A Step Towards Gender Equality
In India, whenever a girl child takes birth in any family, the first concern that her parents have is about her safety. The same thing happened with the mother of Reena, Sumitra. Reena is a student of Class 8 in Dudri, Murhu block, Khunti district of Jharkhand.
“The moment Reena was born, my concern was for her safety. How would I ensure she was alright when each day was a struggle for me to protect my dignity, safety, and respect at the hands of an abusive, drunken husband and a sexually pervasive brother-in-law whose advances I was expected to tolerate in silence?” Sumitra said.
The goal of future India is to make our country a place where no girl or woman is treated unequal and it can’t be attained only by saying that we all are equal. The problem of Sumitra’s solution comes under the UN’s fifth Sustainable Development Goal of Gender Equality.
As per the McKinsey Global Institute report ‘The Power of Parity: Advancing Women’s Equality in India’, we could “boost GDP by $0.7 trillion in 2025. This translates into 1.4 percent per year of incremental GDP growth for India.” It clearly means that in next 10 years there will be some 70 million jobs for women.
The fear and nervous anticipation of Sumitra got a relief one day when a new subject in school, called Gender Equity Movement in Schools (GEMS) introduced. Here they were sensitised to different aspects of violence, identifying these and seeking ways to safeguard themselves.
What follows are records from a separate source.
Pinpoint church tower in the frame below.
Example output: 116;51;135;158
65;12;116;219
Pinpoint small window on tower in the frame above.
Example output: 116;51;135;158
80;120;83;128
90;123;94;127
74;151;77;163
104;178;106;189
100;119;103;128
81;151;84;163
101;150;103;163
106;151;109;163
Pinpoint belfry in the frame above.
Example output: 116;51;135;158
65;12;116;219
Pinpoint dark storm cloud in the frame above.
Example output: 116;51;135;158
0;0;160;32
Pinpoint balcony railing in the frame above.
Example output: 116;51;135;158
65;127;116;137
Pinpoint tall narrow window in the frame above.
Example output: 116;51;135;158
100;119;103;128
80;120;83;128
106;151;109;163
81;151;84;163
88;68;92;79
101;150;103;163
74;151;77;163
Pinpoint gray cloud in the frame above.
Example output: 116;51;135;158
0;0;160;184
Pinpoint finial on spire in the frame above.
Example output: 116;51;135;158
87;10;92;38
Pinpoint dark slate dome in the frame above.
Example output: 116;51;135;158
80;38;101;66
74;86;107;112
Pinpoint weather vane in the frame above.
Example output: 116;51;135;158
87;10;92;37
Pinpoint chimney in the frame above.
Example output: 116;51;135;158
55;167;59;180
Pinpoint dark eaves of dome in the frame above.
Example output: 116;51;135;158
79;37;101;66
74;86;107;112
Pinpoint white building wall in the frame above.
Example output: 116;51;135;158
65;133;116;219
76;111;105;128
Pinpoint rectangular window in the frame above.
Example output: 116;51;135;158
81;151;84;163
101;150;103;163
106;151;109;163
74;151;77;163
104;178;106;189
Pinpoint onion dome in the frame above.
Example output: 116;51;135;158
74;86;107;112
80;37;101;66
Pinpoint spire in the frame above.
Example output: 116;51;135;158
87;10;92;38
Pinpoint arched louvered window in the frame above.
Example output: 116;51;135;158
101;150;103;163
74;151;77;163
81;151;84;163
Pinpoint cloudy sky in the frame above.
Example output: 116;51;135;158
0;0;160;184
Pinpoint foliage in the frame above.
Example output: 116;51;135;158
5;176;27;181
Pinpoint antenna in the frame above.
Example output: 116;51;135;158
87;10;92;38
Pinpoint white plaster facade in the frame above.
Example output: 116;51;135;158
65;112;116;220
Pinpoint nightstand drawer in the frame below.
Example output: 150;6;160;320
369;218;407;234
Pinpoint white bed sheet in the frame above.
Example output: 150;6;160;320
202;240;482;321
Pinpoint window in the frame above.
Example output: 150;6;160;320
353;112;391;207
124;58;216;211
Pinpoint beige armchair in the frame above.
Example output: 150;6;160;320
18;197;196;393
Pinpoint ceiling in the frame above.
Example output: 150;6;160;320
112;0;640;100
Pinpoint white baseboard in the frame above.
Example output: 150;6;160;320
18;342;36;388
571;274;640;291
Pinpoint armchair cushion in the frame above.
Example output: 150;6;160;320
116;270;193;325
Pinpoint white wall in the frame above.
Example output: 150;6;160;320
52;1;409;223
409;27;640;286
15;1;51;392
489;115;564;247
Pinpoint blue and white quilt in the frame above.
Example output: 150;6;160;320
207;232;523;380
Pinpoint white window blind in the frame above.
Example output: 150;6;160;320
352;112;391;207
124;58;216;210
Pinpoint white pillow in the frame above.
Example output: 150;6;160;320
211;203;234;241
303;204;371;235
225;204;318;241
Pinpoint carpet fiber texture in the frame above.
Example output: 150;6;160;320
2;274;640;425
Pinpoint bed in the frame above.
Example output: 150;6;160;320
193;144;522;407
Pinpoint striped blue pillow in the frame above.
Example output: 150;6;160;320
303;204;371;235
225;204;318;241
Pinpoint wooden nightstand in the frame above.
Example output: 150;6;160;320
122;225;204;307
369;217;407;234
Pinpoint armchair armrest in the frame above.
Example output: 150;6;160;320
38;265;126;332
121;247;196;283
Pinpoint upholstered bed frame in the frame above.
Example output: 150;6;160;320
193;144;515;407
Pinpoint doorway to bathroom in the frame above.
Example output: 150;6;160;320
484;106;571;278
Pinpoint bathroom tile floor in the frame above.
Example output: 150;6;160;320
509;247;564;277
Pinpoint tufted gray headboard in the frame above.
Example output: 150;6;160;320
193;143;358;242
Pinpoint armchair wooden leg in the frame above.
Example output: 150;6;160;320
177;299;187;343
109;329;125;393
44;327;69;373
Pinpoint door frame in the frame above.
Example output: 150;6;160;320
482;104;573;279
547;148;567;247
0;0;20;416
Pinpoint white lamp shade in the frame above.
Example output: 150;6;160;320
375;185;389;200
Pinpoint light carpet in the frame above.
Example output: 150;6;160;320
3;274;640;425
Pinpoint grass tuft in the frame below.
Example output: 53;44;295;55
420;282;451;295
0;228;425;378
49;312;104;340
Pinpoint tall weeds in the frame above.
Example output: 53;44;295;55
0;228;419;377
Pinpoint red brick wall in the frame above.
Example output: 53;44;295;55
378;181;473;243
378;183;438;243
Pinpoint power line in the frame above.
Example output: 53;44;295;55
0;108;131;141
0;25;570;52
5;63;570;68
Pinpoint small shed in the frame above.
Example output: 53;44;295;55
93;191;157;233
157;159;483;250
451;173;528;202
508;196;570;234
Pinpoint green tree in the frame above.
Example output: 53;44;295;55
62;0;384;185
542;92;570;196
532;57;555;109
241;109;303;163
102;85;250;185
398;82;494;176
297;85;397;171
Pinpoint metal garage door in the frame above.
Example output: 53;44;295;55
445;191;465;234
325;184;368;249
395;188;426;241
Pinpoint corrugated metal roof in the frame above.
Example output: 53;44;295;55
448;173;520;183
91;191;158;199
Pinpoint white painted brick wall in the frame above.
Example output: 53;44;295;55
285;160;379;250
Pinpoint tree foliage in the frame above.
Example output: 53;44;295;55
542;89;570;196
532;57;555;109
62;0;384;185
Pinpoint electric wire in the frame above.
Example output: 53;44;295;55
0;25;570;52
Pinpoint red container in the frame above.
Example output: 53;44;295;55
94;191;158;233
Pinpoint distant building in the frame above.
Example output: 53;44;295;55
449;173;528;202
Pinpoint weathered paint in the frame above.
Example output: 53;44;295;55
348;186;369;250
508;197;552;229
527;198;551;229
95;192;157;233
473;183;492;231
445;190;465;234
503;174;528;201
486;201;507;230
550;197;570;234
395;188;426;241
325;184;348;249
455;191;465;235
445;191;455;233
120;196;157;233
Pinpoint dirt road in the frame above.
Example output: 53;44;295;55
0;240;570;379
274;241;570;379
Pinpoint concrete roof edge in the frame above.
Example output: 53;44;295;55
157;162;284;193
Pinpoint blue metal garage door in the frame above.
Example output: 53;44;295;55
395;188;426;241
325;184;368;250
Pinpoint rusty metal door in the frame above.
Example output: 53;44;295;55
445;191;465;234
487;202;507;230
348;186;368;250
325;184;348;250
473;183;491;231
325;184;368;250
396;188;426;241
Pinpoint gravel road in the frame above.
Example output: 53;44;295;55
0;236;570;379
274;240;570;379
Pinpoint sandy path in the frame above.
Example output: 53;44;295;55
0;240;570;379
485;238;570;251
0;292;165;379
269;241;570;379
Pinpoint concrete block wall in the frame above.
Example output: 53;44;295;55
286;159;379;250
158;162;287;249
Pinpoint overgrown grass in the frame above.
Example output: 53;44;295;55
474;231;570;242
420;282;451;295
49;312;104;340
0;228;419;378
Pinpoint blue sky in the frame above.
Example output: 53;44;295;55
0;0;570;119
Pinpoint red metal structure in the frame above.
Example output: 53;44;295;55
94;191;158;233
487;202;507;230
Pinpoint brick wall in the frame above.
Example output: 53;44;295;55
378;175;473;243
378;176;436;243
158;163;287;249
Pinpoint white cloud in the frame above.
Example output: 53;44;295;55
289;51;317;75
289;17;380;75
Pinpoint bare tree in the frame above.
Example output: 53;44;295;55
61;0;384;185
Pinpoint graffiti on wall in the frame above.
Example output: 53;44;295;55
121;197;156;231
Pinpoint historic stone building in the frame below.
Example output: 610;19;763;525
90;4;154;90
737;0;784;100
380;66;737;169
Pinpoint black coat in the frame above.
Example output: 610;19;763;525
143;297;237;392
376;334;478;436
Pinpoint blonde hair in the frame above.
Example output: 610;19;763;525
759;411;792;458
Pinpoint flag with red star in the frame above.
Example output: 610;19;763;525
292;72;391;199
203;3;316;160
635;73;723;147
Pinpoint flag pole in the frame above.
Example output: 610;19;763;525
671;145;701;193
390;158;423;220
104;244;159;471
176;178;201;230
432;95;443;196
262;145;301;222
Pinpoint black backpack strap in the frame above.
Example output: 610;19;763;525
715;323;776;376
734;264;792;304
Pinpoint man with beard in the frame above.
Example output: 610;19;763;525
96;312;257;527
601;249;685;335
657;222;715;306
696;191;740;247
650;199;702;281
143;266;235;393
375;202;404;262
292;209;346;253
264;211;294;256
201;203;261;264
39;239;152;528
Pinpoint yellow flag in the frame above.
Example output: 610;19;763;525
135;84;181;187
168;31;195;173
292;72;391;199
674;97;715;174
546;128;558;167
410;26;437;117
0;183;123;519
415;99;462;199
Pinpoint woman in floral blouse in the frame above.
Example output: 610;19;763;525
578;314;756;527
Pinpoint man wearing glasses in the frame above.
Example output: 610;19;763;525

As the session got over a change in Reena and others were clearly visible. In the village people openly began talking about it and violent behaviors, discriminating social norms and corporal punishment at school were asked.
In the cases where girls faced abuse, discrimination, and emotional or physical violence, the groups were formed to investigate it. Due to all instances of such cases came down, enrollment of girls in school increased, and some of the child marriages were stopped.
“GEMS has become an organic part of our curriculum. Just the way we have Maths and Science, there is GEMS.” said Sangeeta Gupta, a GEMS teacher/facilitator at the Subodh Monda School.
In Delhi, a programme by ICRW, called Plan-It Girls has been launched. As per Prerna Kumar, Senior Technical Specialist, ICRW, Plan-It Girls is an amalgam of all that has been learned over the years. Plan-It Girls is reaching out to 10,000 girls in Delhi and rural Jharkhand. It is launched in 20 schools in Delhi (ten government girls schools in the morning shift and ten government boys schools in the evening shift) it works with students of grade 9 and 11.The programme focuses on gender-integrated life skills and employ-ability skills.
Ravi Verma, Regional Director, ICRW, Asia says, “We believe that girls can be truly empowered only when they begin to aspire in unconventional ways, moving away from prevailing gender stereotypes and with necessary abilities and support, to realize their dreams”.
GEMS and Plan-It Girls work for UN’s fifth sustainable development goal of gender equality and we need such other Programmes.